Renato Gomes Nery (*)
A decisão do STF em reintegrar os magistrados mato-grossenses aposentados compulsoriamente pelo CNJ tem causado surpresas e perplexidades, já que as aposentadorias se deram em fevereiro/2010, tendo sido as liminares negadas logo em seguida e foram reapreciados meses depois e concedidas, sem que tenha conhecimento de qualquer fato novo que fizesse o ilustre Relator mudar de opinião. Tratou-se de mudar apenas a tese da não concessão para a uma outra que deu sustentáculo a que ela fosse deferida.
A última tese que deu respaldo a liminar está fundada na supressão de instância, pois se entendeu que o CNJ não poderia conhecer diretamente da Reclamação, uma vez que o processo teria que esgotar a instância administrativa no TJMT. Cabe, entretanto, uma ressalva em sentido contrário. É que o TJMT não tem competência para julgar desembargadores e o envolvimento destes no mesmo fato que era comum a juízes, ao menos em tese, desloca a instância de processamento e julgamento para outro órgão de jurisdição superior.

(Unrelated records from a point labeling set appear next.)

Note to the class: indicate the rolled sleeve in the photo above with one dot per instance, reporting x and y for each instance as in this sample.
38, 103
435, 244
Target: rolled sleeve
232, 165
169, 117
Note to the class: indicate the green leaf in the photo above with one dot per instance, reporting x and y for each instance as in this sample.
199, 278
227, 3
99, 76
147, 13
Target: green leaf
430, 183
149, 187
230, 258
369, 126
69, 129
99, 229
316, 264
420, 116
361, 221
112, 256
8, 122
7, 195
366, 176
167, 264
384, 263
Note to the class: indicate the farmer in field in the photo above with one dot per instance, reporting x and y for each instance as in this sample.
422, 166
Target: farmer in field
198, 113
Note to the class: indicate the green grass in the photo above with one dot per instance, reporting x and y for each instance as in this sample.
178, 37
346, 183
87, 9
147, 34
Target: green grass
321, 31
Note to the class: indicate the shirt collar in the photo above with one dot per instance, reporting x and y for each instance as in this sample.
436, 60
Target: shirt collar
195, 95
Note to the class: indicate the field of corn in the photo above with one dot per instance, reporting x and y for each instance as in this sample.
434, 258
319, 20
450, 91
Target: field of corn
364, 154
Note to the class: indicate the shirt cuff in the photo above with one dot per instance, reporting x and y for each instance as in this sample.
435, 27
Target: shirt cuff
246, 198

Além do mais, das decisões de instâncias administrativas não existem recursos, a não ser para o mesmo órgão. E o CNJ não é instância recursal, pode ser no máximo provocado para o controle administrativo de decisões administrativas. Portanto, não vinga tese da supressão de instâncias administrativas, já que elas não existem. Elas somente se verificam nas instâncias para a Justiça Comum ou Especializada. E a competência originária e concorrente do CNJ está plasmada no inciso III, § 4º do artigo 103-B da Constituição Federal que outorga ao CNJ a competência para receber e conhecer das reclamações contra membros e órgãos do Poder Judiciário, o que convalida a sua competência constitucional concorrente com outros órgãos do Poder Judiciário. Parece temerário que nestas circunstâncias possa-se conceder uma liminar anteriormente negada. Até por que para a concessão de liminar em mandado de segurança é preciso que haja fundamento relevante e do ato impugnado puder resultar na ineficácia da medida, caso seja finalmente deferida.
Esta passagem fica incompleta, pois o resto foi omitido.